Thursday, 25 June 2009


The most repugnant element of John Bercow’s election as Speaker of the House of Commons was the way in which many Conservative MPs were so unmagnanimous about it, and even talked about him being ousted if the Tories have a majority after the next election.

It’s blatantly wrong to judge someone before they’ve had even a day in office. In addition, the Speaker is a neutral figure who should command respect from all parties. But most importantly, such a grudging, even parsimonious response to a victory that was as hard-fought as any constituency election shows that the Conservatives have not learned a thing from the public’s indignation about the expenses scandal.

Of course, when a Parliament with a Labour majority (yes, there’s still a Labour majority in Parliament in case you’d forgotten) votes for a Conservative MP to be Speaker, you know it won’t be a dyed-in-the-wool Tory. But that’s precisely the point! John Bercow has been elected because he has shown he understands points of view that go beyond the boundaries of his own party.

What the British public has been screaming for is a politics that reflects the reality in their own lives. That reality is that you have to make do with increasingly tight budgets, and that you have to find areas of compromise.

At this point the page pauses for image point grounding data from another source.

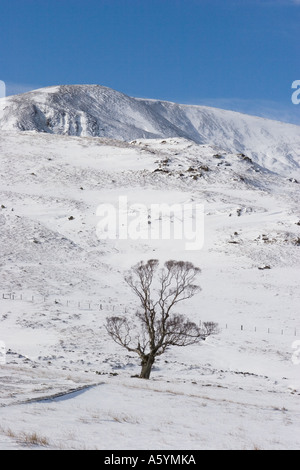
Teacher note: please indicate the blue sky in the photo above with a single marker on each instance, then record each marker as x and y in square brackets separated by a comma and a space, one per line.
[234, 54]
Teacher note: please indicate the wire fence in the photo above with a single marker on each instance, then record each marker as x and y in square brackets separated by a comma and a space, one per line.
[111, 305]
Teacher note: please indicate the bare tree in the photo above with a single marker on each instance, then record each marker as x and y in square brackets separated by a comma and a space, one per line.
[157, 328]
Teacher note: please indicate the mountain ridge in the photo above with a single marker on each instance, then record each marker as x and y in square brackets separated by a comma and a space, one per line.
[98, 111]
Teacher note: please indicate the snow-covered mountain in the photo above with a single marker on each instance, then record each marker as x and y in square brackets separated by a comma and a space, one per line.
[59, 281]
[92, 110]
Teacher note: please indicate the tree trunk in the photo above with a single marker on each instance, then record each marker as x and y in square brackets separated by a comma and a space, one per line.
[147, 363]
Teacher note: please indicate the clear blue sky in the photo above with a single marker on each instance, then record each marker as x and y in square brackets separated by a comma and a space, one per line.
[238, 54]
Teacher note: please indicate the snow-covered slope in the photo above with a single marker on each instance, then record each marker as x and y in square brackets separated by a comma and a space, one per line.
[92, 110]
[237, 390]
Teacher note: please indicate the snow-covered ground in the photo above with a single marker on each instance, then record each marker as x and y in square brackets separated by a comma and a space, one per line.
[65, 384]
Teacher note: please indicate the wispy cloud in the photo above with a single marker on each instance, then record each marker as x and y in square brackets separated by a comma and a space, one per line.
[284, 112]
[19, 88]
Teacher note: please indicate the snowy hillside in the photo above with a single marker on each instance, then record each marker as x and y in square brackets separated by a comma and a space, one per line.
[92, 110]
[237, 390]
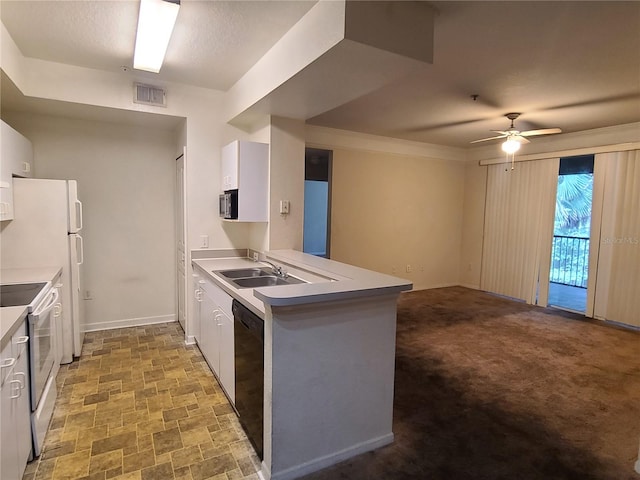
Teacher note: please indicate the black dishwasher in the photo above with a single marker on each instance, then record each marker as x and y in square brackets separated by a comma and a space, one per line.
[248, 335]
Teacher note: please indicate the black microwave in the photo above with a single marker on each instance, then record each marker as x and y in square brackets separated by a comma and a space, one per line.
[229, 204]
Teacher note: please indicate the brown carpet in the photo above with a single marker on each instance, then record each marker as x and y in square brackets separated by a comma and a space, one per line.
[488, 388]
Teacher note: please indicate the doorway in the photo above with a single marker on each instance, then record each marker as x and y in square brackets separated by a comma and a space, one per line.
[317, 202]
[180, 229]
[572, 230]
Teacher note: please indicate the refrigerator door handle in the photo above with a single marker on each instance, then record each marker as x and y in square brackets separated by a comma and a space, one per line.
[79, 214]
[80, 241]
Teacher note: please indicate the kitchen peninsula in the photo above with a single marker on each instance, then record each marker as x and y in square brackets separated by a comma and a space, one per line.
[329, 357]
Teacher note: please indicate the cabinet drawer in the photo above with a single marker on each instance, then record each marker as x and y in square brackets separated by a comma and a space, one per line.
[222, 299]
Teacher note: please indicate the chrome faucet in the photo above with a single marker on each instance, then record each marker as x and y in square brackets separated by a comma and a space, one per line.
[277, 270]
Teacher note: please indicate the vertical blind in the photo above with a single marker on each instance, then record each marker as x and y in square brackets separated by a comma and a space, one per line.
[518, 232]
[617, 267]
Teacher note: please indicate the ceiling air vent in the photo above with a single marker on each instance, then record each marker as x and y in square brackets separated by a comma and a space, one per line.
[149, 95]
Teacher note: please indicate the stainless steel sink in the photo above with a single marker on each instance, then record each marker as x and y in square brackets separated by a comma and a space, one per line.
[257, 277]
[247, 272]
[265, 281]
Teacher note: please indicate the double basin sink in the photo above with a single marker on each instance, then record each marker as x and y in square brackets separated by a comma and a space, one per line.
[257, 277]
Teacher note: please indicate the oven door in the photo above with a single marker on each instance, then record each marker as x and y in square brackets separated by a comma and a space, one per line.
[42, 354]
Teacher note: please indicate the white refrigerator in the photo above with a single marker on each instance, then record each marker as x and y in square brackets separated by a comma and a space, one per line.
[45, 233]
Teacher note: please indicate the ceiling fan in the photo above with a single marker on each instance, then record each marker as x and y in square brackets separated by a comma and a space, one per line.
[514, 137]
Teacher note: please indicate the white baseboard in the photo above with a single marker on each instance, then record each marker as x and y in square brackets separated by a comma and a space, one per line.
[129, 322]
[328, 460]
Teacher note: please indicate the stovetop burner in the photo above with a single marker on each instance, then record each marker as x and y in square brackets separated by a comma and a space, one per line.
[17, 294]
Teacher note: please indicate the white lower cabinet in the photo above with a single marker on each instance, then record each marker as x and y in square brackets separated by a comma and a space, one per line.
[15, 406]
[216, 333]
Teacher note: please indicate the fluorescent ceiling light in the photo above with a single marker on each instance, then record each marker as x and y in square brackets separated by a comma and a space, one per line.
[155, 24]
[511, 145]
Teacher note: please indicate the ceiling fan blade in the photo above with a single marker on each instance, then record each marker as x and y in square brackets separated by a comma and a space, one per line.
[490, 138]
[542, 131]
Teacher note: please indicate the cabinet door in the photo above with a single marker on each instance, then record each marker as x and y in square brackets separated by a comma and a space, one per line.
[229, 170]
[227, 362]
[209, 332]
[23, 404]
[6, 199]
[9, 465]
[197, 300]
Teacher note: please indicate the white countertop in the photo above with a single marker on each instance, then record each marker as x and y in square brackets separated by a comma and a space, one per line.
[328, 280]
[10, 316]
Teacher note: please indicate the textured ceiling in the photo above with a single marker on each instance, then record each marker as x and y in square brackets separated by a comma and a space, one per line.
[213, 43]
[573, 65]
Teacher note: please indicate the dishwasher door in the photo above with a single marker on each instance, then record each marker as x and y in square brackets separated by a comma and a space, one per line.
[248, 336]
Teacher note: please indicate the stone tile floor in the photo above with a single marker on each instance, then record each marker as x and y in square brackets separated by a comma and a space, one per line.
[140, 404]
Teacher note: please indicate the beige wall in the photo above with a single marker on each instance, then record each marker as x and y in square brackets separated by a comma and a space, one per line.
[475, 186]
[392, 210]
[126, 182]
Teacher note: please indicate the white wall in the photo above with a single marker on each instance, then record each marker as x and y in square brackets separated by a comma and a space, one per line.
[126, 178]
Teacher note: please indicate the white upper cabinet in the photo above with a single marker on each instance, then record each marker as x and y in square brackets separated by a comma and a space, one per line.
[16, 159]
[245, 167]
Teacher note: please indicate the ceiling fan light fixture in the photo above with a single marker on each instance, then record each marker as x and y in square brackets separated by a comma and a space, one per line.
[510, 145]
[155, 25]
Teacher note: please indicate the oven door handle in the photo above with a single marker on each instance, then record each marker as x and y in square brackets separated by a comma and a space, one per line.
[54, 295]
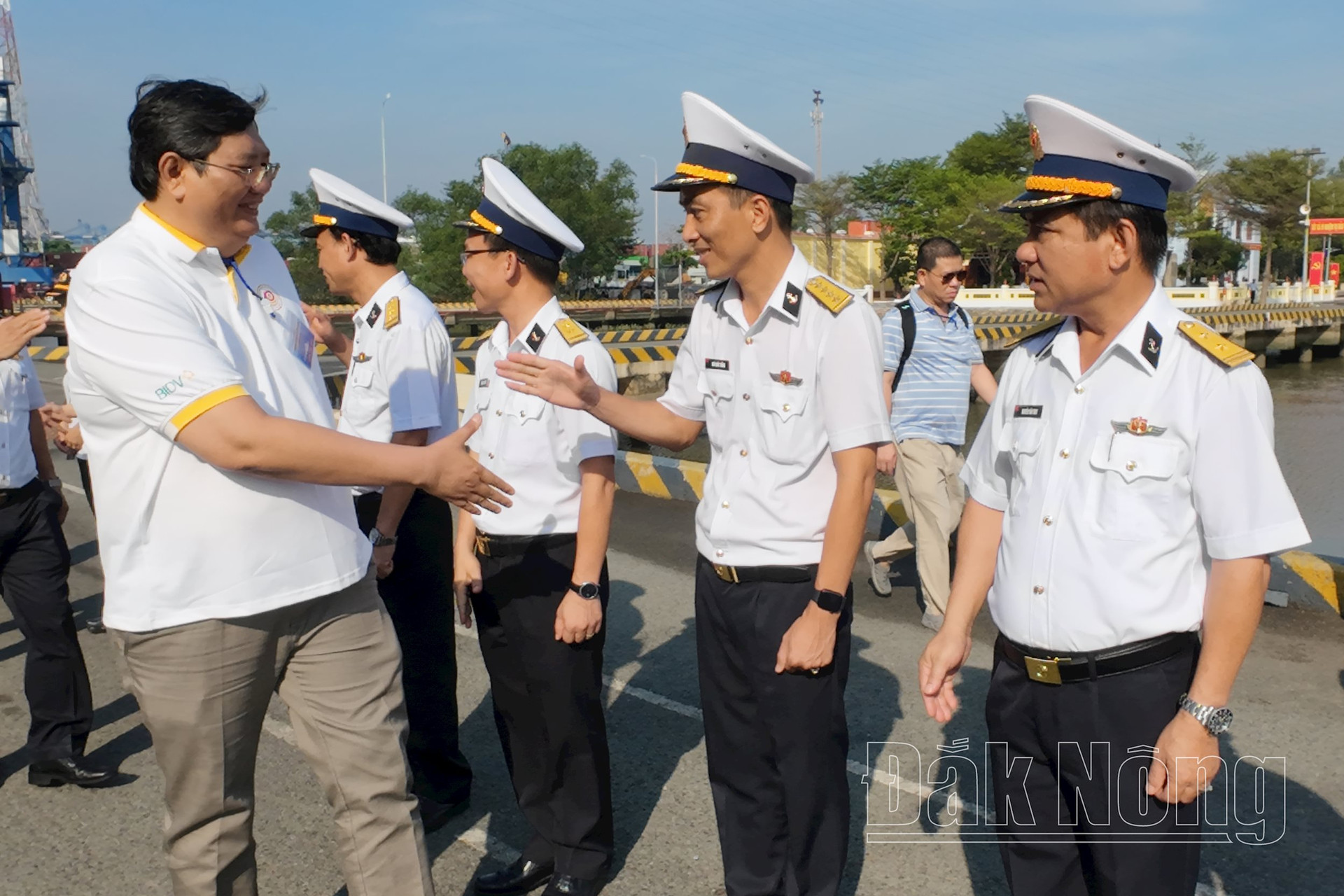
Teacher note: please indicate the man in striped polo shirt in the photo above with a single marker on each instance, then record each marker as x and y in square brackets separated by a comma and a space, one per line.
[927, 387]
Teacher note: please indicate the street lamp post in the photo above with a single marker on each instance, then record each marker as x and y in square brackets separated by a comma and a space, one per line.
[655, 229]
[382, 124]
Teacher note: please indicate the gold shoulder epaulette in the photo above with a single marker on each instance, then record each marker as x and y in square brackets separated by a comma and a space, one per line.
[1221, 348]
[831, 295]
[571, 332]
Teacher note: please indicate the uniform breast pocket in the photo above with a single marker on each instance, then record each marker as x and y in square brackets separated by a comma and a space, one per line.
[527, 438]
[790, 424]
[1138, 485]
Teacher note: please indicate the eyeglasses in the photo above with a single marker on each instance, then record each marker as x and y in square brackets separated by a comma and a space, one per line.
[254, 176]
[479, 251]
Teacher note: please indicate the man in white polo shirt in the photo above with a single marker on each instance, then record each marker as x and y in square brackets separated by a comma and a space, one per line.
[233, 561]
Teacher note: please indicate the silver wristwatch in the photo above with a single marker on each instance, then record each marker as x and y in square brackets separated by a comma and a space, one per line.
[1215, 719]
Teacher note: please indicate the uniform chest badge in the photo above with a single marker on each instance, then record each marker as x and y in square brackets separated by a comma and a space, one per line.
[1138, 426]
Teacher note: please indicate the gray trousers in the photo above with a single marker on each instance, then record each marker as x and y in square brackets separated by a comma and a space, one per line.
[203, 690]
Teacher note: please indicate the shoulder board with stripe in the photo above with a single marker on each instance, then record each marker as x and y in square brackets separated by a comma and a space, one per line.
[571, 332]
[831, 295]
[1217, 346]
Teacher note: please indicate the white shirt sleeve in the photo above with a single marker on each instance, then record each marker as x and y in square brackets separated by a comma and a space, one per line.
[35, 397]
[590, 435]
[152, 359]
[417, 365]
[1240, 493]
[850, 382]
[683, 396]
[988, 470]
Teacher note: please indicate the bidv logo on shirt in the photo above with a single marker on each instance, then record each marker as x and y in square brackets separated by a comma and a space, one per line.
[174, 384]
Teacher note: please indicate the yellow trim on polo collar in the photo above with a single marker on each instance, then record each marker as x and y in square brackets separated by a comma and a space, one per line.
[191, 242]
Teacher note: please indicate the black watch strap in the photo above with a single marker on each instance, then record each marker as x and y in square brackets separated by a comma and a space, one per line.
[830, 601]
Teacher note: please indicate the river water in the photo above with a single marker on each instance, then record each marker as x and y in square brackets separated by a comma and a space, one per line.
[1310, 437]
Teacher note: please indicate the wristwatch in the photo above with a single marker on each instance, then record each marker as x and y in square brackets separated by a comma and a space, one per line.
[588, 590]
[830, 601]
[1215, 719]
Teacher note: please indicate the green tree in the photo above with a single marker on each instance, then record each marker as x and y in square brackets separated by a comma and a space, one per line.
[824, 207]
[300, 251]
[1266, 188]
[1004, 152]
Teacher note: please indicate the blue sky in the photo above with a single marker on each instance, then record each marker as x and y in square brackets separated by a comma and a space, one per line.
[899, 78]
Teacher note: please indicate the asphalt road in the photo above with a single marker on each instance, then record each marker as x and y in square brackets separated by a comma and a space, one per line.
[1289, 703]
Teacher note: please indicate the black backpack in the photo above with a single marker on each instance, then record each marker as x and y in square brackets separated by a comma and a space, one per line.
[907, 333]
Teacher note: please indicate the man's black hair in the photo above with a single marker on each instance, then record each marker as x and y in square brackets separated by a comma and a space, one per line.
[379, 250]
[186, 117]
[933, 248]
[1151, 223]
[545, 269]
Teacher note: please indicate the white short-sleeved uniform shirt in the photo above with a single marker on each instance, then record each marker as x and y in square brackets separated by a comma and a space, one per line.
[20, 393]
[531, 444]
[401, 370]
[777, 397]
[160, 332]
[1121, 484]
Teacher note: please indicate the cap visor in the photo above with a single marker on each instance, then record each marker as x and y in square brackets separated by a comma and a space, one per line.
[1034, 199]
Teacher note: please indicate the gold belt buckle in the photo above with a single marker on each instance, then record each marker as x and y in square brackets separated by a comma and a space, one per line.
[1043, 671]
[726, 573]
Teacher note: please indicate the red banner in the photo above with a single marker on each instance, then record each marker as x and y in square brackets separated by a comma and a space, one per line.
[1316, 269]
[1326, 226]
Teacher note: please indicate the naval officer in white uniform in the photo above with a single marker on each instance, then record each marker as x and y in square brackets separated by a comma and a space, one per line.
[1124, 498]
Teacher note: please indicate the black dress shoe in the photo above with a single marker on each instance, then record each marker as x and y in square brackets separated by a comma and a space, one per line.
[436, 814]
[521, 878]
[566, 886]
[69, 770]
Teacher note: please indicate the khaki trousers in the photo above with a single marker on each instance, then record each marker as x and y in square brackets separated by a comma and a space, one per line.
[929, 479]
[203, 690]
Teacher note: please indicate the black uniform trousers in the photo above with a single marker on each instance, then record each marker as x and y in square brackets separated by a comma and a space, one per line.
[1077, 820]
[419, 596]
[777, 745]
[549, 713]
[34, 570]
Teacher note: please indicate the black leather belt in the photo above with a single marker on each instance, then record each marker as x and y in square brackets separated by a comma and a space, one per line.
[10, 496]
[787, 575]
[1085, 665]
[510, 546]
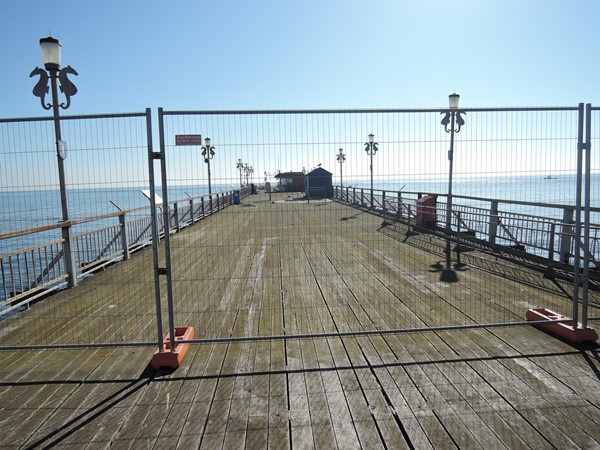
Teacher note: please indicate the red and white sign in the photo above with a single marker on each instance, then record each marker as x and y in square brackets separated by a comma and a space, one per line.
[188, 139]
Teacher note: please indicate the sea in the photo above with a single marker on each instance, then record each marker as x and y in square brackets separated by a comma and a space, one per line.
[27, 209]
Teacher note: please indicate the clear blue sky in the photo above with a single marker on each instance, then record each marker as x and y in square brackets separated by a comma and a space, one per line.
[233, 54]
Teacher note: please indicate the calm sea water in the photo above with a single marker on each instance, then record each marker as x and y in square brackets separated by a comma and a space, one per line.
[26, 209]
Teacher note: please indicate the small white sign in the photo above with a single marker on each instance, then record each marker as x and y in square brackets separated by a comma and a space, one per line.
[157, 199]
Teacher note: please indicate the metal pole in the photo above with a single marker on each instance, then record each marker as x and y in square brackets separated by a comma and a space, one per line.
[371, 153]
[577, 249]
[155, 230]
[167, 269]
[449, 202]
[586, 218]
[66, 228]
[208, 162]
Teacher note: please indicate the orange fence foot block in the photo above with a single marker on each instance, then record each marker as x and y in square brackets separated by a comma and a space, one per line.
[173, 359]
[563, 329]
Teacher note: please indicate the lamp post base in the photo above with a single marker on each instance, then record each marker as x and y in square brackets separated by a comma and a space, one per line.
[449, 276]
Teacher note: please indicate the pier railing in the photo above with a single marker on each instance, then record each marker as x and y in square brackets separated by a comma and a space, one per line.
[32, 272]
[501, 225]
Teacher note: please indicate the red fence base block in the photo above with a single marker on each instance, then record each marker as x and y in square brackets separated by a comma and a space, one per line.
[173, 359]
[563, 329]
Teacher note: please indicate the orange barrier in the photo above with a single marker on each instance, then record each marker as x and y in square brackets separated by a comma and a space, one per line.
[562, 329]
[168, 358]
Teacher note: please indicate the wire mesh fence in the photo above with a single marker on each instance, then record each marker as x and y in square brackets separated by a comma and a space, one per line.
[106, 165]
[285, 264]
[261, 248]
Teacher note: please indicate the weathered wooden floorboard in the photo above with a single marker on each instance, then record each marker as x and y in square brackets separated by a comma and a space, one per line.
[289, 268]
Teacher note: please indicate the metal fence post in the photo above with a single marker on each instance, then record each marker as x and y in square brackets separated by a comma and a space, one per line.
[176, 214]
[155, 224]
[576, 256]
[586, 215]
[566, 234]
[494, 220]
[124, 237]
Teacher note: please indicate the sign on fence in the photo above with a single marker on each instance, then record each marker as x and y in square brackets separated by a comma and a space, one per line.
[188, 139]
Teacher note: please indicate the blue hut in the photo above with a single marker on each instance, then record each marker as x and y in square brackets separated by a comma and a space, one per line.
[318, 183]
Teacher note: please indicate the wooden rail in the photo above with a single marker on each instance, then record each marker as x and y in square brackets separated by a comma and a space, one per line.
[549, 239]
[26, 274]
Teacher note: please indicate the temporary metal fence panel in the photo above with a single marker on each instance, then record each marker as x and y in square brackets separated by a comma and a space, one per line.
[273, 264]
[372, 259]
[109, 221]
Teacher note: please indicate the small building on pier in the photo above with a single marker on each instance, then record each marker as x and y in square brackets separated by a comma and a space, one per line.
[290, 181]
[318, 183]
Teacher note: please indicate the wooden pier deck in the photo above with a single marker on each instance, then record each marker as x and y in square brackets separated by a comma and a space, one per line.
[296, 273]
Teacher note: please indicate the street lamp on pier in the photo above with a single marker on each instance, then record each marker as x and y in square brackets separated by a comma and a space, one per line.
[51, 55]
[248, 170]
[452, 122]
[208, 152]
[240, 167]
[371, 148]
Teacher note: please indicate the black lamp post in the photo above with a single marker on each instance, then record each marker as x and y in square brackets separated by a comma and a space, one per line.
[248, 170]
[341, 158]
[452, 122]
[51, 55]
[208, 152]
[240, 167]
[371, 149]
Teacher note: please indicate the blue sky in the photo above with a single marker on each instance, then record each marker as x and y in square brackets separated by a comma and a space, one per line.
[262, 54]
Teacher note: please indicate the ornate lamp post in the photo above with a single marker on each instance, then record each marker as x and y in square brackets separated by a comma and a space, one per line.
[51, 55]
[248, 170]
[452, 122]
[240, 167]
[208, 152]
[371, 149]
[341, 157]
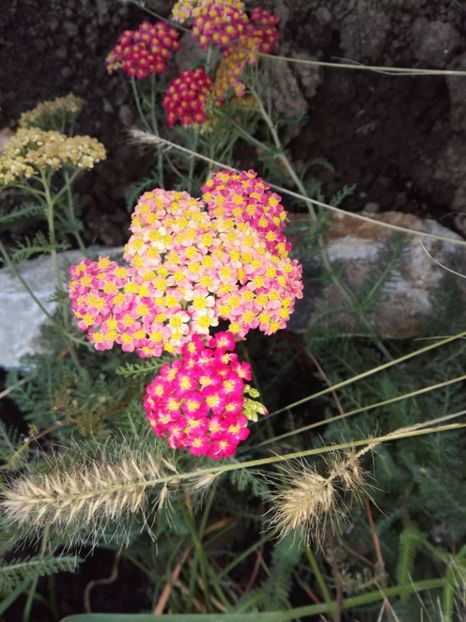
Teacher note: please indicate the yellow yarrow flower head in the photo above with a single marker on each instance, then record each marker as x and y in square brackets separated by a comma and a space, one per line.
[32, 151]
[184, 10]
[55, 114]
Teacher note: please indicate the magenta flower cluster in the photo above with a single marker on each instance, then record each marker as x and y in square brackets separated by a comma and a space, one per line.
[197, 402]
[219, 24]
[144, 51]
[186, 97]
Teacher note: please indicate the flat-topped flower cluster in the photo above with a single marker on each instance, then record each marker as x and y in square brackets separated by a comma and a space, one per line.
[191, 263]
[31, 151]
[224, 24]
[198, 401]
[53, 114]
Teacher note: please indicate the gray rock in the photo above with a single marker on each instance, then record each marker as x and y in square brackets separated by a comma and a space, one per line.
[413, 298]
[434, 42]
[24, 336]
[364, 32]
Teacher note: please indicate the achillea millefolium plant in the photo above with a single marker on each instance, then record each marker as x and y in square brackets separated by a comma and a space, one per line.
[163, 418]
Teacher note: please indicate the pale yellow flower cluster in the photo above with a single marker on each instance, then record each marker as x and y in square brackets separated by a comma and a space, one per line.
[53, 114]
[185, 10]
[32, 151]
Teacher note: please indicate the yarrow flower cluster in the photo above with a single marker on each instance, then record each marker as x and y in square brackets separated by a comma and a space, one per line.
[184, 10]
[186, 98]
[198, 402]
[219, 24]
[53, 114]
[32, 150]
[144, 51]
[247, 198]
[187, 269]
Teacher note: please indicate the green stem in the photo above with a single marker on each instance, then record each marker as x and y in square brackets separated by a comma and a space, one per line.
[370, 372]
[33, 588]
[10, 599]
[243, 555]
[274, 616]
[25, 284]
[137, 101]
[356, 411]
[192, 161]
[50, 215]
[71, 212]
[345, 290]
[318, 575]
[199, 552]
[155, 127]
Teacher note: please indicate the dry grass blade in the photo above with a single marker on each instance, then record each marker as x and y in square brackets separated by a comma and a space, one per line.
[309, 503]
[90, 494]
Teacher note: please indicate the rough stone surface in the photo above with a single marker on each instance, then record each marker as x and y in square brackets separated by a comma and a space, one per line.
[364, 32]
[409, 301]
[434, 42]
[20, 317]
[406, 305]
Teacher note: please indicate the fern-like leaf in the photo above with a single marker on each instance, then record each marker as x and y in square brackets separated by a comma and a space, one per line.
[21, 214]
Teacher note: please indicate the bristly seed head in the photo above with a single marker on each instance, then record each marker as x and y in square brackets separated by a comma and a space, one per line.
[308, 503]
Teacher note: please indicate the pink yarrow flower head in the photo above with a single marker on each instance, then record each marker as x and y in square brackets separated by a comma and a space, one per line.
[188, 267]
[144, 51]
[219, 24]
[186, 98]
[260, 35]
[198, 402]
[246, 197]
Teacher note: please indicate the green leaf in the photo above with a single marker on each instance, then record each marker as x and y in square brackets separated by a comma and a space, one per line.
[269, 616]
[12, 574]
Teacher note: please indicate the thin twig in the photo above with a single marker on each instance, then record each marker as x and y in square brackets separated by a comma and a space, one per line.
[436, 261]
[106, 581]
[165, 594]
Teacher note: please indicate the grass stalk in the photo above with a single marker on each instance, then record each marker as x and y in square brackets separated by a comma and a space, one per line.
[147, 137]
[361, 409]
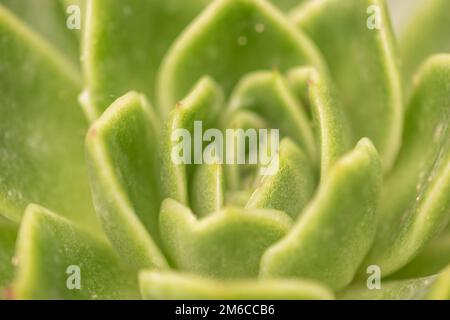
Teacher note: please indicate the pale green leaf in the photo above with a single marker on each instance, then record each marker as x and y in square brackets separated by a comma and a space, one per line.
[49, 245]
[225, 244]
[121, 149]
[231, 35]
[334, 233]
[202, 105]
[208, 187]
[41, 137]
[123, 45]
[268, 95]
[292, 185]
[178, 286]
[363, 64]
[48, 18]
[415, 205]
[412, 289]
[319, 94]
[8, 233]
[428, 33]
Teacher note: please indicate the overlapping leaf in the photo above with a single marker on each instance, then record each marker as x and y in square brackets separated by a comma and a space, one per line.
[123, 169]
[48, 249]
[358, 47]
[415, 204]
[41, 137]
[155, 285]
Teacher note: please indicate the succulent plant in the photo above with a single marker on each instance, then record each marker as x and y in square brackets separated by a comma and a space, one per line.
[92, 205]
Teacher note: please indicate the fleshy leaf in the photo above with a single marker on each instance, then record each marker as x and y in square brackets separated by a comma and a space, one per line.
[415, 205]
[47, 17]
[363, 65]
[49, 251]
[202, 105]
[124, 43]
[208, 185]
[267, 94]
[225, 244]
[428, 33]
[8, 233]
[178, 286]
[291, 187]
[440, 290]
[237, 35]
[336, 230]
[123, 169]
[41, 137]
[330, 123]
[413, 289]
[431, 260]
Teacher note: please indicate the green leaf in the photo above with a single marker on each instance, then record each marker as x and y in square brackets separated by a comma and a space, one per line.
[208, 181]
[231, 32]
[427, 33]
[431, 260]
[176, 286]
[8, 233]
[336, 230]
[415, 205]
[440, 290]
[49, 247]
[202, 104]
[413, 289]
[41, 137]
[292, 185]
[237, 178]
[48, 18]
[267, 94]
[124, 43]
[330, 123]
[226, 244]
[123, 169]
[368, 79]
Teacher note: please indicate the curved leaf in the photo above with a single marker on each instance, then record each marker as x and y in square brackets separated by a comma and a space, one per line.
[427, 33]
[48, 18]
[209, 183]
[226, 37]
[8, 233]
[415, 205]
[123, 170]
[431, 260]
[291, 187]
[336, 230]
[363, 65]
[202, 105]
[176, 286]
[123, 45]
[48, 249]
[267, 94]
[413, 289]
[330, 123]
[226, 244]
[41, 137]
[440, 290]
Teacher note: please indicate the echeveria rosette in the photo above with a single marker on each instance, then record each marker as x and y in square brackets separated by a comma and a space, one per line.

By contrast, our politics has become a parliamentary bubble in which members think it’s OK to claim for everything that moves (or flows, in the cast of moats). By doing so, MPs have got themselves and this country’s democratic traditions into deep water. So the election of a new Speaker became a signal of whether the Westminster village was willing to think outside its own bubble – and in the election of John Bercow, it showed it was.

I have no idea how good a Speaker Bercow will be, but in the current circumstances the election of a man who has clearly modified his convictions on the basis of experience and listening to other people’s points of view is a good sign. And if he’s too far to the left for many Tories, that is precisely what makes him a Speaker in whom many of us can have some hope.

I understand he has a manner that can alienate as much as attract, but the man deserves a chance. And if the Conservatives can’t accept that a 46-year-old Speaker who has some ideas of his own might be good for British parliamentary democracy, it makes you wonder how fit they are to be the party of government.